Now that I’ve said all that, I’ll get on to my thoughts on Sierra Nevada Hoptimum Whole Cone Imperial IPA. Because right off the bat I can tell you that I knew this one was not going to last that long. An IPA from Sierra Nevada (and they make a few) is a wonderful thing, an Imperial IPA made with whole flower hops should be truly sublime.
I bought a bottle of Hoptimum in January, and ended up drinking it in March. It’s a bit pricey at $10.99 for a 22-ounce bottle, although the bottle is pretty neat at that, shaped as it is like a bigger version of the classic Sierra Nevada stubby.
Don’t let the smaller-looking bomber fool you, though, this is definitely one big beer, with 10.4% alcohol by volume and a whopping 100 IBUs of bitterness. The grain and hop bill is equally impressive, from the Sierra Nevada website:
“BITTERING hops German Magnum
AROMA hops Simcoe & New Proprietary Variety
DRY hops Simcoe & New Proprietary Variety
TORPEDO hops Citra & Chinook
Malts: Two-row Pale, Golden Promise, Munich & Wheat”
Sierra Nevada Hoptimum Whole Cone Imperial IPA pours to a bright orange amber color with a thick rocky head formation and a huge flowery, citrusy grapefruit nose. Sierra Nevada says the nose suggests cedar and rosemary, too, and I do get that.
Taking a sip, it’s clear that this one is a hop blast (as if the nose didn’t tell me that), with a firm but not cloying caramel malt body that quickly is overwhelmed by the floral, citric, and very bitter hops. They’re grapefruity, resiny, piney, and just plain crazy hopped. In the finish, they deposit a long, dry, grassy-minty herbal bitterness on the tongue. There’s a considerable alcohol burn as well, and after the fact this one deliver some great hop burps.
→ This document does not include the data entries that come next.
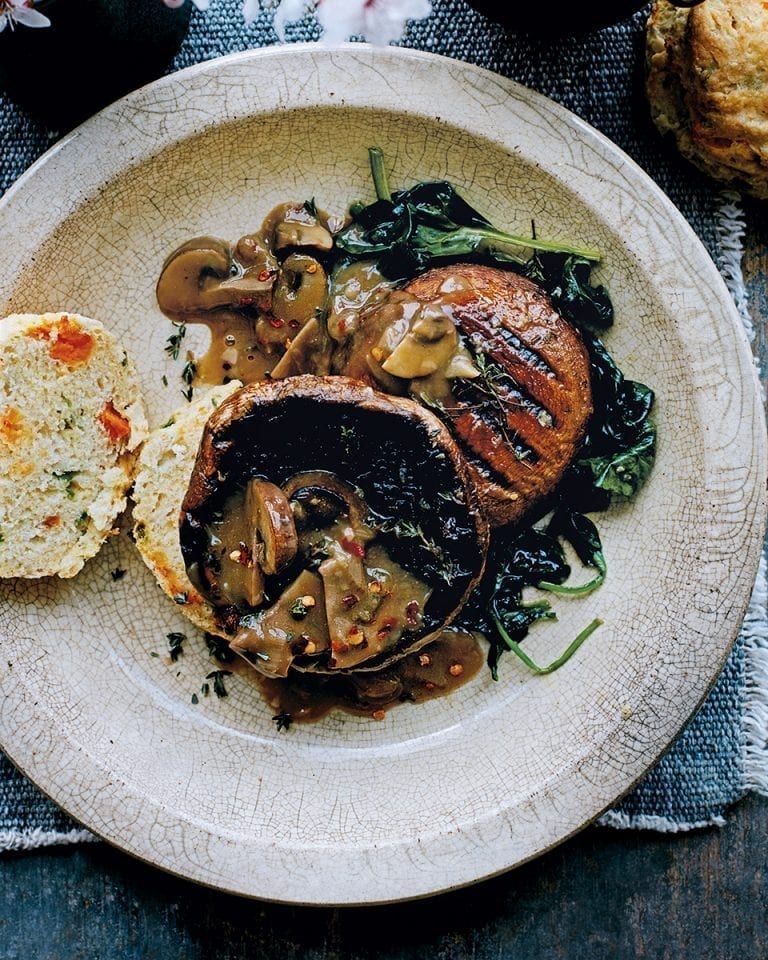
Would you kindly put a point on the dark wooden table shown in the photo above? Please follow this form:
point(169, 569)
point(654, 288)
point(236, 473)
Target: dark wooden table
point(604, 894)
At first sip, this one didn’t seem to me as big in body as I expected. But that’s a good thing: too much chewy caramel malt and you end up with a barleywine. To its credit, Sierra Nevada Hoptimum avoids that trap, and is all the better for it. Can’t recommend this one enough.
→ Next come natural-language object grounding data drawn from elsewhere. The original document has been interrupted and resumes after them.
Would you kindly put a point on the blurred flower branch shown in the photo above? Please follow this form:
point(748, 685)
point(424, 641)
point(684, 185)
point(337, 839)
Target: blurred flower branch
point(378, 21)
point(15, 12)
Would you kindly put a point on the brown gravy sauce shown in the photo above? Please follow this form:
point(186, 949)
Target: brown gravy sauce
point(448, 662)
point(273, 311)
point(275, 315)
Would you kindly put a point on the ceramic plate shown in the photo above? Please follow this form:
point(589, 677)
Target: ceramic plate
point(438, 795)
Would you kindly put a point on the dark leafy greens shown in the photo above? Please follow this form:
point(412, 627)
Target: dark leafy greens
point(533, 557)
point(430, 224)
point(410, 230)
Update 5/23/2015: Who says you can't age an IPA? Not me. Tonight's bottle of Hoptimum Whole-Cone Imperial IPA was packaged on 4/11/14 according to the label, making it a year and a month old as I sip. I've carefully stored the beer in DBR (Dedicated Beer Refrigerator) Prime, and it has held up quite nicely. This bottle is 12-ounces in size from a 4-pack I got last year for $10.98, pricey for 4 beers but twice the volume of a bomber at the same price.
From the label:
Hoptimum is the biggest whole-cone IPA we have ever produced: a 100 IBU, whole-cone hurricane of flavor. Aggressively hopped, dry hopped AND torpedoed, Hoptimum delivers ultra-intense flavors to hop fanatics everywhere.
My bottle of year-old Hoptimum is still bursting with beautiful hop aroma and bitterness. Big grapefruit and resiny pine in the nose along with citric lemon zest. Taking a sip the beer has a firm caramel maltiness up front followed by zesty citric and piney resin hops in equal measure and then a long, lingering dry bitterness. It seems slightly more bready-malty, but that is to be expected. It's still an in-your face DIPA/Imperial IPA as good as any other in the style.
And remember, try a new beer today, and drink outside the box.
*Pricing data accurate at time of review or latest update. For reference only, based on actual price paid by reviewer.